Auch die Neue Zürcher Zeitung spricht von einer schweren Enttäuschung für all jene, die konkrete Schritte erwartet hatten. Aber: "Es wurden keine neuen Verpflichtungen eingegangen, die helfen würden, Hunger und Armut zu reduzieren, die Treibhausgas-Emissionen zu senken oder den Verlust der biologischen Vielfalt zu stoppen."
Doch bei aller Unverbindlichkeit des neuen Dokuments fänden sich darin auch Keime positiver Veränderungen. "Sie müssen nun zum Spriessen gebracht werden. Hervorzuheben sind die globalen Nachhaltigkeitsziele. Um sie zu konkretisieren und umzusetzen, sind in den nächsten Jahren aber deutlich grössere Anstrengungen erforderlich, als sie die Staaten in Rio zeigten", so die NZZ.
Ernüchternd die Bilanz von Rosmarie Bär, alt Nationalrätin und seit dem Erdgipfel 1992 Mitglied der bundesrätlichen Delegation an den Konferenzen der UNO-Kommission für nachhaltige Entwicklung.

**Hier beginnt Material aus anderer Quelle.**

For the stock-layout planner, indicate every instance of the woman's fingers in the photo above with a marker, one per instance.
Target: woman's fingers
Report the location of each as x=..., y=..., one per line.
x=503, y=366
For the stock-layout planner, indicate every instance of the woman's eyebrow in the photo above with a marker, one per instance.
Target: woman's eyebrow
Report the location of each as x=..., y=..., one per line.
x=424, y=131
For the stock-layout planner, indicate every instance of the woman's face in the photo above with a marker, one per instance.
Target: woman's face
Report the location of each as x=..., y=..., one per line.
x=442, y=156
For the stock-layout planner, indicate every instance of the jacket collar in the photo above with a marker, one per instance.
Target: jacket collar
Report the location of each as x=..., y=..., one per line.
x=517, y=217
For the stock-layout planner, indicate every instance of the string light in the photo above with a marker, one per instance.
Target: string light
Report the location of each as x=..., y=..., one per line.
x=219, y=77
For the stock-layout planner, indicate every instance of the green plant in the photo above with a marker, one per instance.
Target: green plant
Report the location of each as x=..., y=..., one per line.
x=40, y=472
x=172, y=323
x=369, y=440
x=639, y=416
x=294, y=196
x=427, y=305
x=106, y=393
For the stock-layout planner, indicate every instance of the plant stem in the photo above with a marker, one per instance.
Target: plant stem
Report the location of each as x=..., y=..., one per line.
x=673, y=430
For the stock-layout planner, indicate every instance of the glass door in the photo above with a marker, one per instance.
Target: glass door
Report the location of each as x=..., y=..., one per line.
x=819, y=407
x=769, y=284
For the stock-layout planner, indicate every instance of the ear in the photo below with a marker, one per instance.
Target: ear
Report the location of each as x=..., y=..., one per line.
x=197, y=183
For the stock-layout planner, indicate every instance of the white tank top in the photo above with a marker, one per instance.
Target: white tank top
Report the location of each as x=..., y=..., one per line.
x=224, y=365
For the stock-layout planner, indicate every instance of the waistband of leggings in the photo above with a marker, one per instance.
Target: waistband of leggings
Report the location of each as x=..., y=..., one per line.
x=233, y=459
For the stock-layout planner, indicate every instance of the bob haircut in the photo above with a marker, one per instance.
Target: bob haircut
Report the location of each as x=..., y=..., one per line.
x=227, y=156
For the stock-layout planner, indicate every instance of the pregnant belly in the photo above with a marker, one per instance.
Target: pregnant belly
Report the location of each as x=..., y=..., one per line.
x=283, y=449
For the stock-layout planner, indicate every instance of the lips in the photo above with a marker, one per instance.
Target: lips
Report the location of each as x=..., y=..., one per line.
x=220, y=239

Sie schreibt im Migros-Magazin: "Die Industriestaaten haben ihre Verantwortung, die sie in Rio 1992 übernahmen, nicht wahrgenommen. Produktions- und Konsumstil wurden nicht geändert. Der politische Wille zu Veränderungen fehlte. 20 Jahre 'Rio' heisst 20 Jahre kollektives Versagen der Politik."